Anand noted in his original Thunderbolt piece that the cable connectors at the endpoints get warm, and measured 27.6C at the end of a cable. I ended up measuring a notably warmer temperature of over 35C during my stress testing of the drive, but my ambient temperature in AZ is also hotter than Anand’s in NC. When you consider that there’s an active component at the end of both sides of the cable (a Gennum GN2033), this isn’t altogether surprising, but it is disconcerting to feel the cables get noticeably warm during use.
The first Thunderbolt peripherals were primarily aimed at the very high end, as they were usually either RAID or JBOD solutions, with either a number of HDDs or SSDs and first generation Thunderbolt controllers. For the vast majority of customers, single drive solutions with much more modest price points were what everyone has been waiting for, and I strongly feel that the Buffalo MiniStation Thunderbolt is one such drive.

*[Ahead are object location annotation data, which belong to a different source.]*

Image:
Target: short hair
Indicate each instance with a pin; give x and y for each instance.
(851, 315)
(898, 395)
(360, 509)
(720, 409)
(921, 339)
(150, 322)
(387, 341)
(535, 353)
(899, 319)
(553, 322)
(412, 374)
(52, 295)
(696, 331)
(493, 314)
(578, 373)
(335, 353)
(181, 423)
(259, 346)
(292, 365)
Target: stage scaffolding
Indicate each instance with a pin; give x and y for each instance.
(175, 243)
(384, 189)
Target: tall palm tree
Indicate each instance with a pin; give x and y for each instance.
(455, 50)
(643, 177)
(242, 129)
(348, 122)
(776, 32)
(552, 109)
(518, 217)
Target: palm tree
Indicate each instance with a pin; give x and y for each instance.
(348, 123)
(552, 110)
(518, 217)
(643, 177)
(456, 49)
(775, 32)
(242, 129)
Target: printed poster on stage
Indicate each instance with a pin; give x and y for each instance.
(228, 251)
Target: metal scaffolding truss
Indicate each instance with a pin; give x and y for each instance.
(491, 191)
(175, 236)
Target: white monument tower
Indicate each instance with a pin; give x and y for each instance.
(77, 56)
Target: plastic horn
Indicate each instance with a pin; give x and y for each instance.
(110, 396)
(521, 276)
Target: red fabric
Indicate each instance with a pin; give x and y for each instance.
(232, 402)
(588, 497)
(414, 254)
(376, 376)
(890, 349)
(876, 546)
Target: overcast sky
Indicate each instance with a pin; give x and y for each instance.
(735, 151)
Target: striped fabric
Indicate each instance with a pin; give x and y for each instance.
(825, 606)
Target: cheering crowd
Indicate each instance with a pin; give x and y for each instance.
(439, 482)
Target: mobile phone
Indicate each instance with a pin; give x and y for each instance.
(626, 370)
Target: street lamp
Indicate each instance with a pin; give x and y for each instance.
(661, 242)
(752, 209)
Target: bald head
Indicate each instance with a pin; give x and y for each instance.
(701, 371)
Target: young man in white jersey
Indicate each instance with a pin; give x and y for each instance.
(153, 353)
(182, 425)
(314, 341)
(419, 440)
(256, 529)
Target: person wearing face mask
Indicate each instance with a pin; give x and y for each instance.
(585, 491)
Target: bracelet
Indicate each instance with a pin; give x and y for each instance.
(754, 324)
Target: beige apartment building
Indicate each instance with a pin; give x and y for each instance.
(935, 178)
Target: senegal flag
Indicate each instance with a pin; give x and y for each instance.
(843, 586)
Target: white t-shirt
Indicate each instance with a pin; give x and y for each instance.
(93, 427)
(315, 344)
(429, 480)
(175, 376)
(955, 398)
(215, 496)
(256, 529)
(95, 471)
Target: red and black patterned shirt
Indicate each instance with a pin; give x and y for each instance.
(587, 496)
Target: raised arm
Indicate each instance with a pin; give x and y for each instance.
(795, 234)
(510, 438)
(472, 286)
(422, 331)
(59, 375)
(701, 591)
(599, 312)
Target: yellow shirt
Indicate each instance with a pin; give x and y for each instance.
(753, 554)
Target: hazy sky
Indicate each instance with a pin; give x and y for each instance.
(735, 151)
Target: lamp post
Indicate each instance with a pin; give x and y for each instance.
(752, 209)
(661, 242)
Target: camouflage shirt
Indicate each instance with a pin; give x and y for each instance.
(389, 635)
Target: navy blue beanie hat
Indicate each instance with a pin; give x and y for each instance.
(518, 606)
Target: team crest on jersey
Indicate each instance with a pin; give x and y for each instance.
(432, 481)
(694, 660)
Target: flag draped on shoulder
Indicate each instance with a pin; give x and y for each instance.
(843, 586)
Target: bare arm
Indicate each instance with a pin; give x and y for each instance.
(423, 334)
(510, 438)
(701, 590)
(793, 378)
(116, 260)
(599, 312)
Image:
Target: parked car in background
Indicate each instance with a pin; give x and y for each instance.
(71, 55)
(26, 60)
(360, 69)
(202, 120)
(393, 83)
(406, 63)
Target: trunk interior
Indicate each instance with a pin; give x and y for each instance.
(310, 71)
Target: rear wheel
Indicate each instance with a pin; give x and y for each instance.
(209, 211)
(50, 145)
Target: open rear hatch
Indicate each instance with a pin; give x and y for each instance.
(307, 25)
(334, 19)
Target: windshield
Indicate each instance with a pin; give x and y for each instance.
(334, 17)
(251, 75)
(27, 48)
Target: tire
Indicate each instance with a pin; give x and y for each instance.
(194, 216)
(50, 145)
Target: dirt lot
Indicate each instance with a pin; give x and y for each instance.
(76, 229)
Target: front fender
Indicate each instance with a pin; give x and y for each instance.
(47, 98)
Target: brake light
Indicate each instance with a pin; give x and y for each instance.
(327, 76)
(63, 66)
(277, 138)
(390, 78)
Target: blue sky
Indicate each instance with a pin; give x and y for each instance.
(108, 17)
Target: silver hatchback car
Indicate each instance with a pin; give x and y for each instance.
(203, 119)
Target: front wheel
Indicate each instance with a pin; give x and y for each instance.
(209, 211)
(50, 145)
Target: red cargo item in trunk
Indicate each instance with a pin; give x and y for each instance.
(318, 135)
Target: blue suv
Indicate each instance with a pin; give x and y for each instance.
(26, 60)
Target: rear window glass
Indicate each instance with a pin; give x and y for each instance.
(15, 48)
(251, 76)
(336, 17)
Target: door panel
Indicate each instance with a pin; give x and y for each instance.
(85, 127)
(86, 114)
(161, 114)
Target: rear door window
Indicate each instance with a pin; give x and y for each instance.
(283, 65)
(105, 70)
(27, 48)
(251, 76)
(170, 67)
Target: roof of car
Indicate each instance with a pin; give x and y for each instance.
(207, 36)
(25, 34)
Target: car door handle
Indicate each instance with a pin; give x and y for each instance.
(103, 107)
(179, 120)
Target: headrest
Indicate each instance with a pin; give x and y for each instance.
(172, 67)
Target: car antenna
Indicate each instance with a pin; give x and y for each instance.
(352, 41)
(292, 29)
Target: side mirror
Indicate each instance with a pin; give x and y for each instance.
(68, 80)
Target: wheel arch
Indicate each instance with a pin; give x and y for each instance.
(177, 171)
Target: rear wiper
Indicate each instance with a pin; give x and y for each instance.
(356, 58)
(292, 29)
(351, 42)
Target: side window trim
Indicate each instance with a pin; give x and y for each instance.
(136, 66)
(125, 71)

The combination of Apple-reminiscent industrial design, an affordable price point, and the option for either USB 3.0/2.0 and Thunderbolt as an interface makes it a no brainer for shoppers with both feet squarely in the Apple ecosystem. Even outside the Apple ecosystem, users with Z77 boards that include Thunderbolt will shortly be looking for drives and enclosures that allow them to use the new interface. In addition, a number of previous drives haven’t been nearly as portable as the MiniStation Thunderbolt is in practice, which is a one-piece solution that’s powered entirely over either USB2.0/3.0 or Thunderbolt.
As Apple moves to a platform that increasingly is flash-only, albeit with less overall storage, external mass storage will start becoming important once again. Buffalo feels that it’s here they can win with the MiniStation Thunderbolt for iTunes and Video collections that users will stick on external storage. Whether that comes true or the cloud-centric, thin client as a cache model wins out is still something that remains to be seen. As a drive, however, the MiniStation Thunderbolt is an excellent use of what boils down to the current fastest external interface, even if it isn’t over fiber, yet.